Tiffany of Island School offered this solution, similar to those sent in by many of you:

If you let the first of any 4 consecutive numbers be $x$, their product $+1$ will be $$ x(x+1)(x+2)(x+3) + 1 = x^4 +6x^3 +11x^2 +6x +1. $$ By trial and error, and inspection, I found the square root of the above expression: $$ x^2 +3x + 1$$ So

$$x^4 +6x^3 +11x^2 +6x +1 = (x^2 +3x +1)^2 $$

This should prove that the product of any $4$ consecutive numbers add $1$ is always a square number!

Daniel from Wales High School offered the following. I liked this because he made an effort to explain every step:

Since consecutive numbers follow on from each other, they are 1 apart from each other e.g. $1, 2, 3, 4, 5$.

So algebraic consecutive numbers follow the pattern $x, x+1, x+2, x+3, x+4 \dots$

We only want the first $4$: $x, x+1, x+2, x+3$. Now we need to times them all together and add $1$:

$$\begin{eqnarray} x(x + 1) &=& x^2 + x\\ (x^2 + x)(x + 2) &=& x^3 +3x^2 + 2x\\ (x^3 + 3x^2 + 2x)(x + 3) &=& (x^4 + 6x^3 + 11x^2 + 6x)\\ \end{eqnarray}$$

Adding $1$ gives us $x^4 + 6x^3 + 11x^2 + 6x + 1$

Now we have to prove that the above bracket is a perfect square.

If this factorises into $2$ equal brackets, then the rule is true.

Firstly we need to square root $x^4$. $x^2$ squared equals $x^4$ so our brackets look like this:

$$ (x^2 ...)(x^2 ... ) $$

The end part of the brackets must be the square root of $1$.

This could either be $1$ or $-1$ but because the terms we are factorising all include a $+$ sign we don't need to use $-1$.
The brackets are now as follows:
 
$$ (x^2+ ... +1)(x^2+ ... +1) $$
 
Finally the middle terms need to add to make $6x$ and times to make $9x^2$ (because $9x^2 + \mbox{ the } 2x^2$ already in the brackets).
 
So square root $9x^2$ and you get $3x$.
Also $3x+3x=6x$ so this is the number we are looking for: $(x^2 + 3x + 1)(x^2 + 3x + 1)=(x^2 + 3x + 1)^2$ which is a perfect square. QED

Haukur of King's School Canterbury saw a pattern in the mathematics and utilised it.
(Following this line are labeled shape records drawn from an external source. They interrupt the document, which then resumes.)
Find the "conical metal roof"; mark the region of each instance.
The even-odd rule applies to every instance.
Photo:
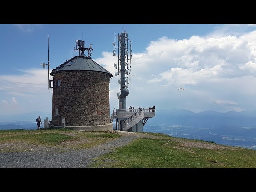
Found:
[[[83,53],[79,56],[75,56],[60,66],[53,69],[51,75],[66,71],[90,71],[105,73],[113,77],[111,73],[92,60],[90,56],[86,56]]]

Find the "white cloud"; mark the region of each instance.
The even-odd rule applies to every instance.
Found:
[[[226,29],[222,33],[220,30],[181,40],[162,37],[150,42],[144,52],[133,50],[126,106],[155,105],[157,110],[195,112],[256,108],[256,31],[241,31],[235,36]],[[110,80],[111,111],[118,108],[119,85],[114,66],[118,57],[110,51],[93,60],[114,76]],[[48,90],[47,70],[20,71],[20,75],[0,76],[0,114],[25,108],[51,111],[52,93]],[[182,94],[178,91],[180,87],[185,89]],[[4,104],[10,105],[12,97],[18,101],[16,108],[4,108]]]
[[[40,26],[41,24],[14,24],[20,30],[24,32],[32,32],[37,27]]]
[[[0,115],[38,109],[48,111],[50,108],[51,111],[52,92],[48,90],[48,70],[18,70],[21,74],[0,75],[0,98],[3,100],[0,104]]]
[[[14,97],[12,97],[12,103],[14,104],[17,104],[18,103],[17,102],[17,101],[16,100],[16,99]]]
[[[131,74],[134,76],[130,76],[126,105],[157,103],[160,108],[195,112],[256,108],[256,90],[252,86],[256,83],[256,31],[239,36],[218,34],[178,40],[163,37],[151,41],[144,52],[134,51]],[[110,52],[102,55],[98,63],[114,74],[116,58]],[[110,80],[116,92],[118,78]],[[181,96],[177,90],[182,87],[185,92]],[[116,93],[110,102],[118,104]]]

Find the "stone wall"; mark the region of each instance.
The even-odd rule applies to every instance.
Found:
[[[63,117],[66,126],[110,124],[108,74],[95,71],[64,71],[54,74],[53,80],[54,125],[61,126]]]

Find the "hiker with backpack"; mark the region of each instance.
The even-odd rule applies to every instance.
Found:
[[[38,118],[36,118],[36,123],[37,123],[37,129],[40,128],[40,123],[41,123],[41,124],[43,124],[42,123],[42,121],[41,120],[41,116],[38,116]]]

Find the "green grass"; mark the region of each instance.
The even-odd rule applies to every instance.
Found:
[[[58,144],[63,141],[74,140],[78,138],[78,137],[72,137],[57,133],[42,133],[1,136],[0,137],[0,143],[24,141],[29,143],[52,145]]]
[[[95,159],[89,166],[113,168],[256,168],[256,150],[163,134],[140,134],[154,138],[139,138],[126,146],[116,148],[114,152]],[[28,145],[19,145],[20,142],[67,150],[79,150],[91,148],[120,136],[120,134],[114,132],[84,132],[56,128],[0,130],[0,152],[27,151],[33,148],[31,145],[28,147]],[[197,148],[190,146],[191,143],[225,148]]]
[[[94,168],[256,168],[256,150],[182,147],[169,137],[140,138],[94,160]],[[187,140],[190,140],[186,139]]]
[[[72,135],[68,135],[69,134]],[[22,142],[38,145],[79,149],[91,148],[120,136],[111,132],[78,131],[71,129],[56,128],[39,130],[0,130],[0,144],[5,142],[18,144]],[[82,141],[80,142],[79,140]],[[62,143],[63,142],[66,142]],[[22,146],[18,146],[17,144],[17,147],[14,148],[13,146],[0,148],[0,152],[25,150]]]

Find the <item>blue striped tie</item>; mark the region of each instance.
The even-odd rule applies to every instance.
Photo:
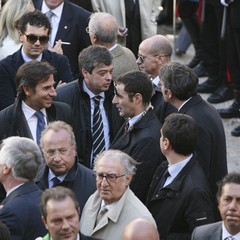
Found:
[[[93,161],[97,154],[101,153],[105,150],[105,139],[104,139],[104,131],[103,131],[103,121],[102,115],[100,112],[100,99],[101,96],[94,97],[94,113],[93,113]]]
[[[40,146],[40,138],[41,138],[41,132],[43,131],[45,127],[45,121],[44,121],[44,116],[41,111],[35,112],[34,115],[37,117],[37,131],[36,131],[36,140],[37,144]]]

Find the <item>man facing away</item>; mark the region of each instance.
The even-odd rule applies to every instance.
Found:
[[[41,135],[45,163],[36,184],[41,190],[56,186],[70,188],[83,209],[88,197],[96,190],[93,171],[78,162],[77,146],[72,127],[63,121],[49,123]]]
[[[40,206],[48,234],[36,240],[97,240],[79,231],[80,208],[70,189],[58,186],[45,190]]]
[[[95,156],[109,148],[124,119],[112,104],[113,65],[109,50],[98,45],[85,48],[79,55],[79,69],[79,79],[58,88],[56,100],[72,107],[78,156],[85,166],[93,168]],[[101,144],[94,144],[98,140]]]
[[[86,33],[90,12],[69,0],[33,0],[33,4],[49,17],[52,25],[50,45],[54,47],[60,42],[63,54],[71,65],[73,79],[77,79],[78,55],[91,44]]]
[[[18,68],[32,60],[49,62],[54,68],[54,85],[73,80],[67,57],[46,49],[51,24],[38,10],[24,14],[18,23],[22,47],[0,61],[0,110],[14,103],[16,98],[15,76]]]
[[[196,226],[214,222],[207,178],[193,154],[196,122],[184,114],[169,115],[161,129],[160,146],[167,158],[155,172],[147,198],[162,240],[190,240]]]
[[[195,228],[192,240],[240,239],[239,173],[230,173],[219,182],[217,199],[222,221]]]
[[[171,55],[171,43],[163,35],[155,35],[143,40],[138,48],[137,64],[140,71],[150,76],[153,86],[151,104],[161,124],[166,116],[177,111],[174,106],[164,101],[159,78],[162,66],[171,62]]]
[[[9,137],[0,150],[0,182],[7,192],[1,203],[0,221],[12,240],[33,240],[46,233],[39,208],[42,191],[33,182],[41,164],[41,152],[33,140]]]
[[[163,160],[159,147],[161,123],[152,110],[151,94],[152,84],[143,72],[127,72],[115,82],[113,104],[127,120],[110,148],[127,153],[139,163],[131,189],[143,203],[154,172]]]
[[[123,73],[137,70],[136,58],[130,49],[117,44],[118,25],[109,13],[97,12],[91,15],[88,32],[92,44],[105,46],[113,56],[113,81]]]
[[[107,150],[96,157],[94,171],[97,191],[83,209],[83,234],[122,240],[125,226],[133,219],[141,217],[155,225],[152,215],[129,188],[136,172],[135,160],[119,150]]]
[[[198,161],[203,168],[213,196],[217,182],[227,174],[226,139],[222,120],[217,110],[197,94],[198,77],[180,63],[168,63],[159,73],[164,100],[197,122],[199,133],[196,144]]]

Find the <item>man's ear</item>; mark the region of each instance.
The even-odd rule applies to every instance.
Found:
[[[45,228],[48,229],[47,219],[44,216],[42,216],[42,221],[43,221],[43,224],[45,225]]]
[[[141,93],[136,93],[133,97],[135,99],[136,103],[142,103],[142,94]]]
[[[31,95],[31,88],[29,86],[23,85],[23,91],[25,93],[26,96],[30,96]]]

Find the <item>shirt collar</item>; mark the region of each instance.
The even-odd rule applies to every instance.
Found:
[[[234,237],[234,239],[238,240],[240,239],[240,232],[237,233],[236,235],[232,235],[231,233],[228,232],[228,230],[226,229],[224,222],[222,222],[222,239],[225,239],[227,237]]]
[[[89,90],[89,88],[86,85],[85,80],[83,80],[83,91],[86,92],[91,99],[96,96],[93,92],[91,92],[91,90]],[[104,99],[105,98],[105,93],[101,92],[101,93],[98,94],[98,96],[101,96]]]
[[[28,121],[32,116],[34,116],[34,113],[36,112],[36,110],[34,110],[33,108],[29,107],[24,101],[22,101],[22,111],[24,112],[25,118]],[[44,117],[47,118],[47,113],[46,113],[46,109],[42,108],[40,110]]]
[[[22,53],[22,57],[23,57],[24,62],[30,62],[30,61],[33,60],[32,58],[28,57],[28,56],[24,53],[23,47],[22,47],[22,49],[21,49],[21,53]],[[42,53],[41,53],[35,60],[41,62],[41,60],[42,60]]]
[[[60,18],[62,15],[63,6],[64,6],[64,1],[58,7],[54,8],[54,9],[50,9],[46,5],[45,1],[43,1],[41,12],[46,14],[49,10],[51,10],[56,16],[58,16]]]

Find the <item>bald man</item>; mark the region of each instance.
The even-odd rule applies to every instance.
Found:
[[[125,228],[123,240],[160,240],[157,228],[144,218],[131,221]]]
[[[132,51],[117,44],[118,25],[109,13],[98,12],[91,15],[88,33],[93,45],[101,45],[109,49],[113,56],[113,81],[125,72],[138,70],[136,58]]]
[[[164,119],[177,109],[164,102],[161,92],[159,73],[164,64],[171,62],[172,46],[170,41],[163,35],[156,35],[142,41],[138,49],[137,64],[139,70],[149,75],[153,85],[151,104],[159,121],[163,124]]]

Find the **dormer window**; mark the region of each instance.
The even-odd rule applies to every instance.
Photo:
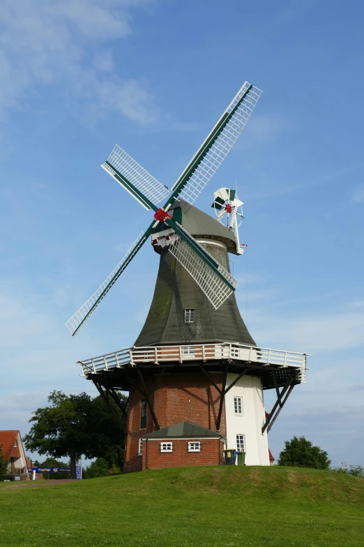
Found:
[[[185,323],[195,323],[195,308],[185,309]]]

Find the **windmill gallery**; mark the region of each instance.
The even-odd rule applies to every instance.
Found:
[[[213,218],[192,204],[249,119],[261,92],[245,82],[169,191],[119,146],[102,166],[154,216],[66,325],[76,335],[149,238],[160,254],[154,295],[132,347],[79,361],[107,404],[127,417],[125,470],[218,465],[227,448],[268,465],[267,434],[306,354],[257,346],[240,315],[228,253],[243,252],[234,191],[215,192]],[[161,206],[161,203],[164,203]],[[264,391],[275,390],[271,411]],[[118,391],[129,393],[127,407]],[[112,407],[110,407],[112,408]],[[115,416],[117,419],[117,416]]]

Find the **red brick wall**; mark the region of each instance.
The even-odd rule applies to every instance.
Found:
[[[213,377],[215,384],[221,388],[222,375],[214,374]],[[156,377],[151,377],[149,381],[147,378],[145,379],[147,389],[151,389]],[[142,470],[142,458],[137,455],[139,439],[146,433],[156,429],[149,408],[146,414],[146,428],[140,429],[141,402],[143,398],[135,387],[130,386],[125,454],[125,470],[128,472]],[[188,421],[215,431],[220,394],[200,372],[160,376],[151,399],[161,428]],[[224,410],[220,432],[225,435]]]
[[[200,452],[188,452],[188,442],[199,441]],[[161,442],[173,443],[173,452],[160,452]],[[192,465],[219,465],[222,463],[223,443],[220,439],[166,439],[148,441],[148,462],[146,462],[146,442],[143,442],[143,470],[164,467],[183,467]],[[142,459],[142,458],[141,458]]]

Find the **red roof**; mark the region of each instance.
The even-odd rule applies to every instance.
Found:
[[[3,453],[3,457],[7,462],[8,462],[11,458],[14,444],[15,444],[17,437],[20,433],[20,432],[19,430],[15,431],[13,430],[0,431],[0,450]]]

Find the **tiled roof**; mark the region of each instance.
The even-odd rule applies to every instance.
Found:
[[[225,437],[220,433],[211,431],[211,429],[202,428],[201,425],[191,423],[191,422],[179,422],[179,423],[174,423],[173,425],[169,425],[167,428],[162,428],[162,429],[153,431],[152,433],[143,435],[142,439],[168,439],[169,437],[202,439],[203,437],[215,437],[218,439],[225,439]]]
[[[0,449],[6,461],[8,461],[11,458],[14,443],[17,440],[19,433],[18,430],[15,430],[0,431]]]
Not the most concise solution but a lovely example of using pattern as a key to problem solving.

I noticed that in the examples given, the product of the first and last numbers was always one less than the squared number.
 
Similarly, the product of the second and third numbers was always one greater than the squared number.

To illustrate:

$\begin{eqnarray} 2\times3\times4\times5 +1 &=& 11^2 \\ 2\times5=10 &=& 11-1 \\ 3\times4=12 &=& 11+1 \\ \end{eqnarray}$

I used this as the basis for the proof.
I postulated that:
$n(n+1)(n+2)(n+3) +1 = [n(n+3) +1]^2 = [(n+1)(n+2) -1]^2 $
taking 1 from all three expressions leaves

$$ n(n+1)(n+2)(n+3) $$

$$(n(n+3) +1)^2 -1 $$

$$ ((n+1)(n+2) -1)^2 -1 $$

and if all three are equal, then the given statement that 'the product of four consecutive integers plus one is a perfect square' must be true, as
$[n(n+3) +1] \textbf{ and } [(n+1)(n+2) -1] $ (which can easily be shown to be equal) must always be an integer if n is an integer.
By expanding each into single polynomials, we find that they are all equal to
$n^4 + 6n^3 +11n^2 +6n $ Q.E.D.

A more elegant solution would have been to expand $n(n+1)(n+2)(n+3) +1 $, then factorise it into perfect squares.